TAL QUAL TELA DE CINEMA


Não conhecemos nem a nós mesmos, surpreendemo-nos ao longo da vida, com descobertas que em algum momento foram simplesmente esquecidas. Então, o que dizer deste ignorante de si, quando apaixonado por outro semelhante na sua falta? Apaixonamo-nos por quem? Nossos próprios reflexos, tal qual Narciso? Pelas projeções de nossos desejos, limitações, medos?

Tal como uma tela, o outro apresenta um filme projetado por nós mesmos. Sem perceber, aquilo que nos escapa à percepção consciente, pede espaço e se apresenta. Filme agradável, escolhido a dedo, selecionado entre as distrações da realidade, existe para dar espaço ao que já não cabe adormecido e pede lugar para se manifestar.

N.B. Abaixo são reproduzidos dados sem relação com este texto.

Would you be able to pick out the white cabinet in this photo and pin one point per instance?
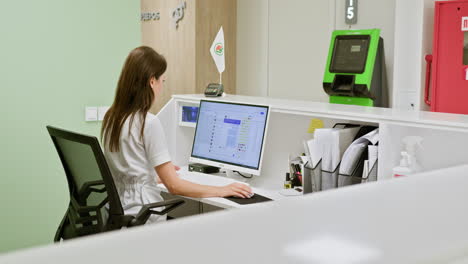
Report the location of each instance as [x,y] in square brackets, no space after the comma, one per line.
[444,135]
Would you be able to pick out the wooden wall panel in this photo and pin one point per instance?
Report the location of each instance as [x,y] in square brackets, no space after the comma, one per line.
[187,49]
[177,46]
[211,15]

O objeto da paixão, como tela de cinema, segue e realiza o projeto do outro. Alimentado pelo olhar apaixonado, que vê o que ele mesmo projeta, se confunde com um filme que não é seu, se ilude como se fosse tela morta. Sujeito incerto que também não se conhece, agora pensa que ganha forma, simplicidade e finalmente: tradução. Como fita de cinema, agora tudo pode, é grandioso e sem limites. Fácil abdicar, por um momento, da difícil realidade de não se compreender.

Chega o tempo em que o outro aparece. No início a projeção da paixão é forte, quase matéria densa. A tela parece branca, ofuscada pela força da luz projetada,  sua cor e textura únicas e também capazes de projetar seu próprio filme, por um momento parecem não existir. Saturada pela projeção da paixão, parece superfície plana, passiva, objeto unicamente refletor do filme de outrem.

A vida vem e a realidade desvia a atenção. Projetor de cinema é máquina estática, pregada no chão, não desvia da tela e cumpre seu papel até o fim do filme. Nosso apaixonado não. Ao sujeito que agora se imagina completo, mais forte e desperto que se torna, parece pouco fixar-se a uma só tela. O foco estático e a intensidade do investimento necessários à projeção, parecem muito caros e por demais limitantes de oportunidades, que agora parecem infinitas ao super sujeito.

O outro, sem a luz forte, intensa e determinada, se mostra verdadeiro. Não é tela branca, sem riscos ou marcas, por isso reflete algo diferente do que recebe. Imprime sua marca no que vem do outro. Também não é só objeto refletor, tem brilho próprio. Não pode mais ser espelho fiel do que lhe é projetado, distorce o que recebe com suas marcas e interpretação, adiciona seu próprio conteúdo de sujeito também ativo.

O filme agora parece modificado, o olhar do sujeito apaixonado já não vê somente suas projeções. Agora, o outro tem seu próprio brilho e transforma o que recebe, gerando um novo filme, de cores diferentes e realidades contorcidas.

Cabe ao apaixonado, inicialmente sorridente e receptivo ao próprio espelho, mudar de posição.  Tal qual o amante da arte, aquela que transforma a realidade, em objetos cubistas, manchas multicolores ou desenhos abstratos, ele deve libertar-se do que não consegue ver e transcender no que consegue sentir.

O vivenciar do filme distorcido, colore a realidade e abre aoportunidade de se ver além, tal qual uma realidade alucinada e expandida. Neste mundo, o sentir é soberano sobre o pensar, o prazer ou a dor definirá o desejo de permanência ou extinção. Somente aí, se poderá descobrir se o que era paixão, foi capaz de se transformar em amor.